Promoting a health, safety and team culture
Instituting a Work Readiness System promotes a health, safety and team culture day in and day out.
In other words, the Work Readiness System works hard for you. Every day your team members come to work, they are reminded that you put their health and safety above everything else. You provided them the precious time to prepare their body and mind for work. You care about them and you care for them.
Companies across the U.S. are facing an employee engagement problem. This is partially due to the fact that many employees don’t believe the company they work for has their best interest in mind.
So let’s call them “team members” because they are a part of your team. And let’s make sure their bodies and minds are ready for work – after all, taking care of your people is also taking care of your business – and that’s priceless.
Just as you benefit from stretching and warm-up exercises in your day-to-day life, companies and their team members both benefit from a Work Readiness program consisting of stretching and warm-up exercises, which helps prevent Musculoskeletal Disorders (MSDs).
The Warm-up Stretching Debate
Workplace stretching programs are a hotly debated topic – so what are the arguments against these programs, and do they have any basis?
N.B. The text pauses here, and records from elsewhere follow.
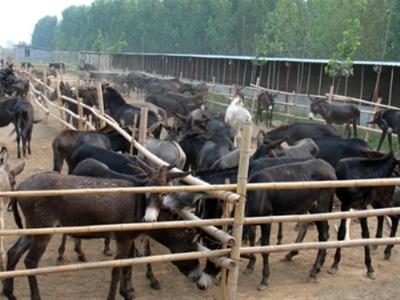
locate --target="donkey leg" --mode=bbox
[353,120,357,138]
[388,132,393,151]
[14,124,21,158]
[360,218,375,279]
[284,222,310,261]
[119,241,135,300]
[257,224,271,291]
[385,216,400,260]
[103,237,112,256]
[74,238,87,262]
[107,239,132,300]
[243,226,257,275]
[376,128,387,151]
[3,236,32,300]
[310,221,329,280]
[328,217,346,274]
[27,126,32,154]
[57,234,67,261]
[276,223,283,245]
[24,235,51,300]
[144,238,161,290]
[371,216,384,250]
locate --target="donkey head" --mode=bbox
[308,96,326,120]
[143,166,190,222]
[0,147,25,190]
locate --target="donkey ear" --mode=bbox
[10,162,25,176]
[307,95,316,102]
[0,147,8,165]
[168,171,192,180]
[359,149,385,159]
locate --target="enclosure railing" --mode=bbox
[7,68,400,299]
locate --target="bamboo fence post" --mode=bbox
[328,85,334,103]
[96,82,106,128]
[251,77,261,116]
[76,81,85,130]
[227,123,252,300]
[56,73,66,129]
[364,97,382,142]
[139,107,149,157]
[129,114,138,155]
[221,178,230,299]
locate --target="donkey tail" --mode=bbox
[10,198,24,228]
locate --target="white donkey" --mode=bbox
[0,147,25,271]
[225,88,251,147]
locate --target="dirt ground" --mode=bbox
[0,89,400,300]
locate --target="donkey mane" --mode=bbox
[106,86,126,104]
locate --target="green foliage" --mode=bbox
[325,19,360,79]
[32,0,400,61]
[31,16,57,48]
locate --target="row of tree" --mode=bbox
[32,0,400,60]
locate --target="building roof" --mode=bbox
[82,51,400,67]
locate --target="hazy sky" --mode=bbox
[0,0,93,47]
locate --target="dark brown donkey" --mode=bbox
[3,167,201,300]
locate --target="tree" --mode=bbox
[31,16,57,48]
[325,19,361,89]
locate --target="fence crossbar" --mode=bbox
[0,207,400,236]
[0,237,400,279]
[0,177,400,197]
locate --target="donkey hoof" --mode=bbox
[150,280,161,290]
[243,268,254,275]
[257,283,268,291]
[328,267,337,275]
[281,254,293,261]
[367,271,376,280]
[307,275,317,283]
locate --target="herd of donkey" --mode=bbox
[0,59,400,299]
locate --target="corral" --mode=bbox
[0,63,399,299]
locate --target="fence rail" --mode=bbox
[13,67,400,299]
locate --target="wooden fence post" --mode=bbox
[328,85,334,103]
[56,76,66,129]
[76,81,85,130]
[251,77,261,123]
[221,178,231,299]
[96,82,106,128]
[364,97,382,142]
[129,114,138,155]
[139,107,149,157]
[227,123,252,300]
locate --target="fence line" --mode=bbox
[19,68,400,299]
[0,237,400,279]
[0,207,400,238]
[0,177,400,197]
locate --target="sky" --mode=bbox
[0,0,93,47]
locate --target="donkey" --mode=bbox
[52,126,130,172]
[368,109,400,151]
[189,158,336,290]
[256,91,279,127]
[0,98,40,158]
[0,147,25,271]
[225,88,251,146]
[3,167,201,300]
[308,97,360,138]
[330,152,399,279]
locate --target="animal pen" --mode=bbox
[0,68,400,299]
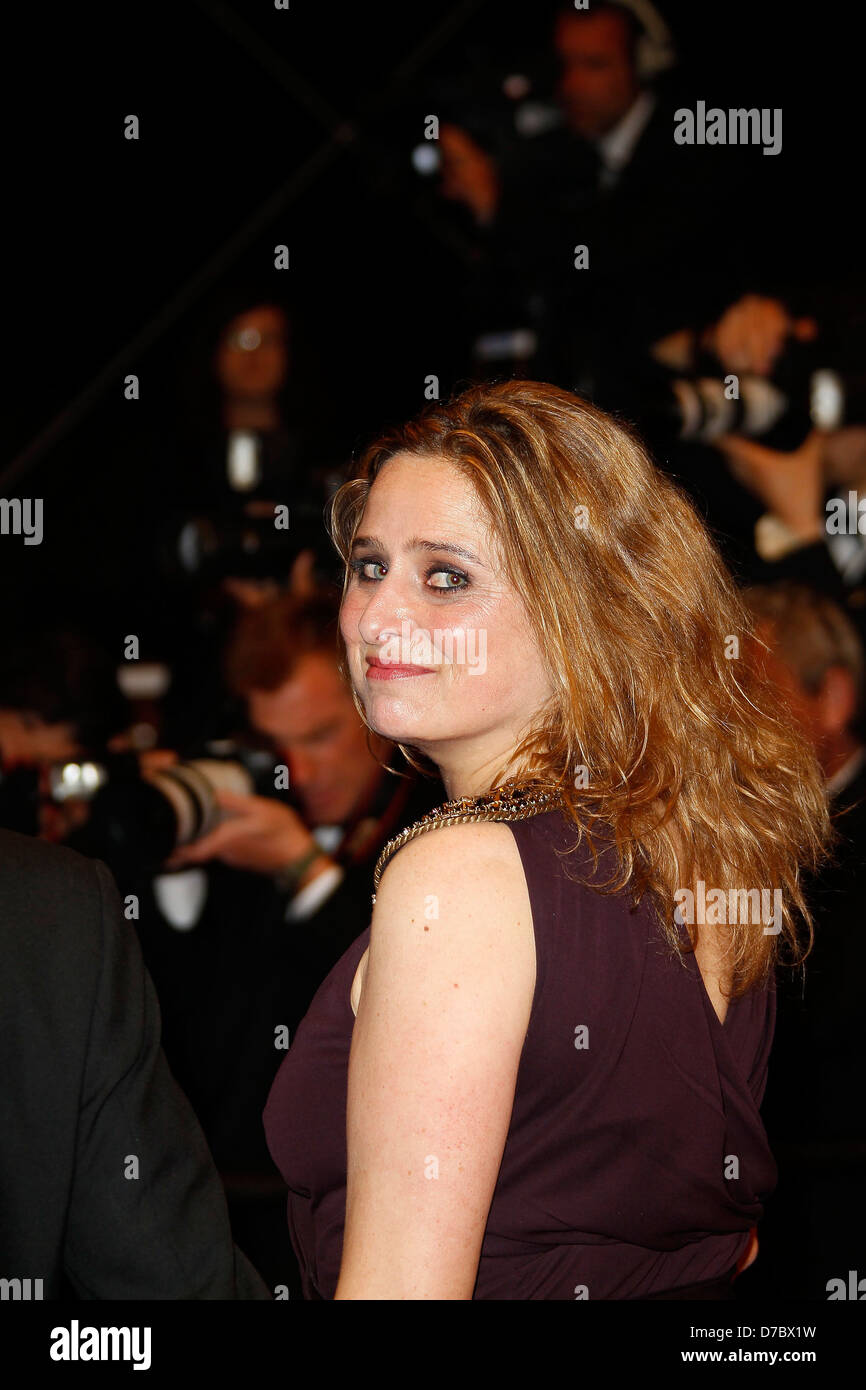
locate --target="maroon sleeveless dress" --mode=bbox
[264,810,777,1300]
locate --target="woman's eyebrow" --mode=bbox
[352,535,487,569]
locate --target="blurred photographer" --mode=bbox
[106,595,445,1287]
[740,581,866,1300]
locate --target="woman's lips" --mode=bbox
[367,662,435,681]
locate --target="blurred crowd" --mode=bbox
[0,3,866,1298]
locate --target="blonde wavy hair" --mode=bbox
[328,381,833,997]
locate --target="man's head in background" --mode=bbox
[553,4,641,140]
[0,628,129,840]
[225,595,391,827]
[744,581,866,778]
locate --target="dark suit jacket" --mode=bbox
[0,831,270,1300]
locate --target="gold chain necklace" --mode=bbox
[373,783,564,904]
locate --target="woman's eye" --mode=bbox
[350,560,385,580]
[430,570,467,591]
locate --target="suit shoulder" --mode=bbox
[0,830,114,935]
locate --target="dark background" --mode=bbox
[0,0,863,628]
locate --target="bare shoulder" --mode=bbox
[377,820,528,909]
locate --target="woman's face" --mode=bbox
[341,453,550,795]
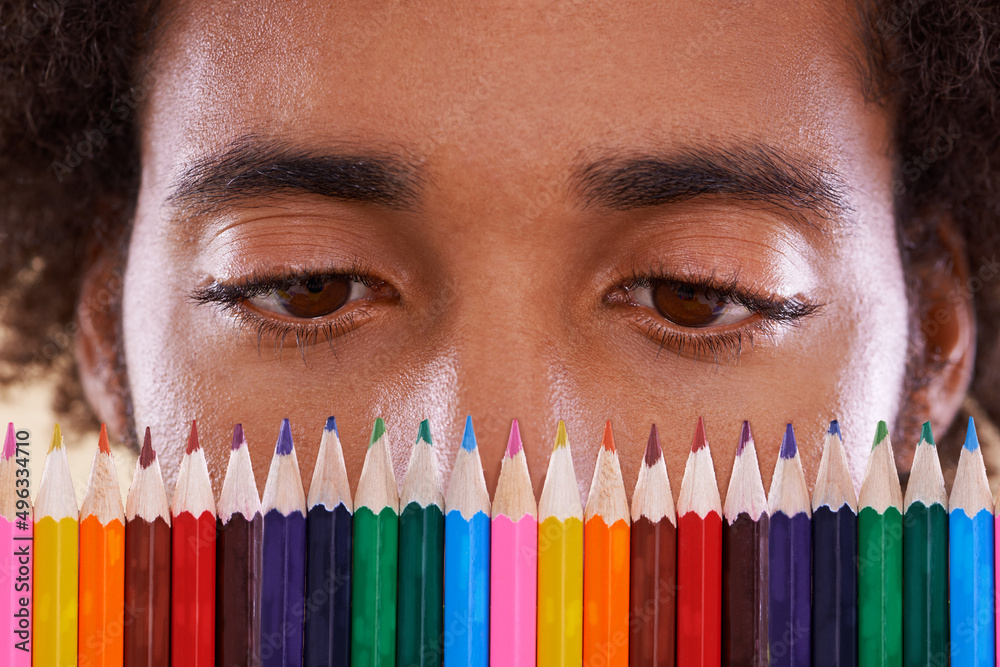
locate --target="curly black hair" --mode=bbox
[0,0,1000,454]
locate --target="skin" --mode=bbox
[80,0,974,494]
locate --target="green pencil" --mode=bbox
[396,419,444,667]
[903,422,948,667]
[858,421,903,667]
[351,418,399,667]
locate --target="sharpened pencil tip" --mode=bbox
[462,415,477,452]
[274,419,295,456]
[965,417,979,452]
[507,419,521,459]
[139,426,156,469]
[920,421,936,447]
[49,424,62,452]
[184,419,201,454]
[645,424,663,468]
[417,419,434,445]
[97,424,111,454]
[778,424,799,459]
[691,417,708,452]
[552,419,569,449]
[368,417,385,448]
[601,419,615,452]
[736,420,753,456]
[231,424,247,451]
[872,421,889,449]
[3,422,17,460]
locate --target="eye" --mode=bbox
[246,276,372,319]
[628,280,754,329]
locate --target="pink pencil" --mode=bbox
[0,424,33,667]
[490,419,538,667]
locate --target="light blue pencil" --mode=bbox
[444,417,490,667]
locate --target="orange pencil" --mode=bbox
[584,421,629,667]
[79,424,125,667]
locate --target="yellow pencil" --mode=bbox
[31,424,80,667]
[538,421,584,667]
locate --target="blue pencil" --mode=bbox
[444,417,490,667]
[767,424,812,667]
[260,419,306,667]
[812,421,858,667]
[303,417,354,667]
[948,417,996,667]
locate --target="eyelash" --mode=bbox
[191,265,395,361]
[606,269,823,364]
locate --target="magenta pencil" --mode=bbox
[0,424,33,667]
[490,419,538,667]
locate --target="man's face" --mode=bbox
[123,0,908,492]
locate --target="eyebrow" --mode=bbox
[573,144,853,220]
[167,136,421,215]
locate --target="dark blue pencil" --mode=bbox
[812,421,858,667]
[303,417,354,667]
[767,424,812,667]
[260,419,306,667]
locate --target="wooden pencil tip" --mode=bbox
[97,424,111,454]
[965,417,979,452]
[323,416,340,438]
[274,419,295,456]
[3,422,17,460]
[736,420,753,456]
[417,419,434,445]
[139,426,156,468]
[49,424,63,452]
[778,424,799,459]
[462,415,477,452]
[231,424,247,451]
[184,419,201,454]
[507,419,521,459]
[368,417,385,447]
[691,417,708,452]
[872,421,889,449]
[601,419,615,452]
[552,419,569,449]
[643,424,663,468]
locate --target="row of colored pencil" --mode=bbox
[0,417,1000,667]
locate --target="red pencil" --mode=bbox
[677,417,722,667]
[170,422,215,667]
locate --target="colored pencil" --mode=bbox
[490,419,538,667]
[351,417,399,667]
[215,424,264,667]
[303,417,354,667]
[538,421,583,667]
[722,421,769,667]
[767,424,812,667]
[0,423,34,667]
[79,424,125,667]
[628,424,677,667]
[858,421,903,667]
[904,422,949,667]
[942,417,996,667]
[260,419,306,667]
[583,420,629,667]
[812,421,858,667]
[124,428,170,667]
[677,417,722,667]
[31,424,80,667]
[170,421,216,667]
[396,419,444,667]
[444,417,491,667]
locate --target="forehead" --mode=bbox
[144,0,864,175]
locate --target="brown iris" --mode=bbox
[274,278,352,319]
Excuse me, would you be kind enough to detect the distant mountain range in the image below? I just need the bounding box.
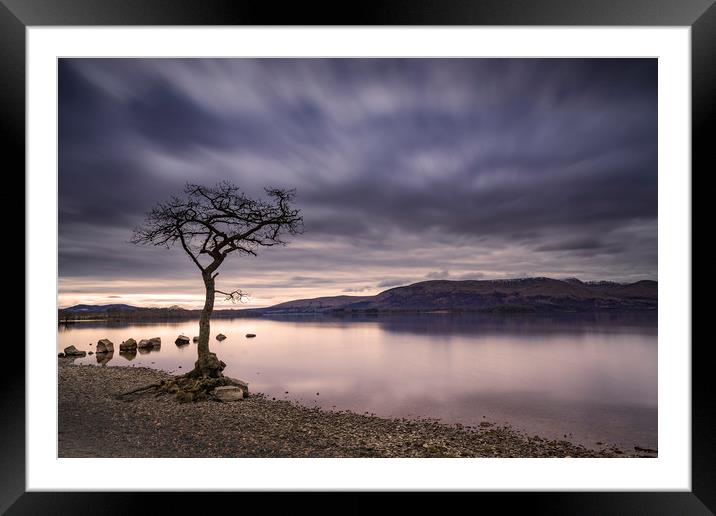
[60,278,658,318]
[63,304,139,313]
[262,278,658,314]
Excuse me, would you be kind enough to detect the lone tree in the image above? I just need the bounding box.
[130,181,303,378]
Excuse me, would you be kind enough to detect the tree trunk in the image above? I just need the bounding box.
[188,272,225,378]
[198,274,216,359]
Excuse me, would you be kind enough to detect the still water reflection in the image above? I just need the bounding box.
[58,314,657,448]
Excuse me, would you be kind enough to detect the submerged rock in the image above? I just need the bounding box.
[211,385,248,401]
[119,339,137,351]
[65,346,87,357]
[96,339,114,355]
[95,350,114,365]
[119,348,137,360]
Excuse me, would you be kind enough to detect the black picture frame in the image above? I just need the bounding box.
[0,0,716,514]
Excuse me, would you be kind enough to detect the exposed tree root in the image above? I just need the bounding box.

The bottom line: you’ll need to decide for yourself whether or not the value of instituting a workplace stretching program exceeds the costs. Please do not blindly accept someone’s analysis (including ours) and make your decision based solely on their assumptions. Instead, do your own research, apply it to your facility/industry/environment and make your decision based on that.
You want to do the right thing for your people.
You understand the value of a comprehensive MSD prevention plan that includes pre-shift stretching and warm-up.
You know that MSD prevention is a long game and the sooner you get started, the better.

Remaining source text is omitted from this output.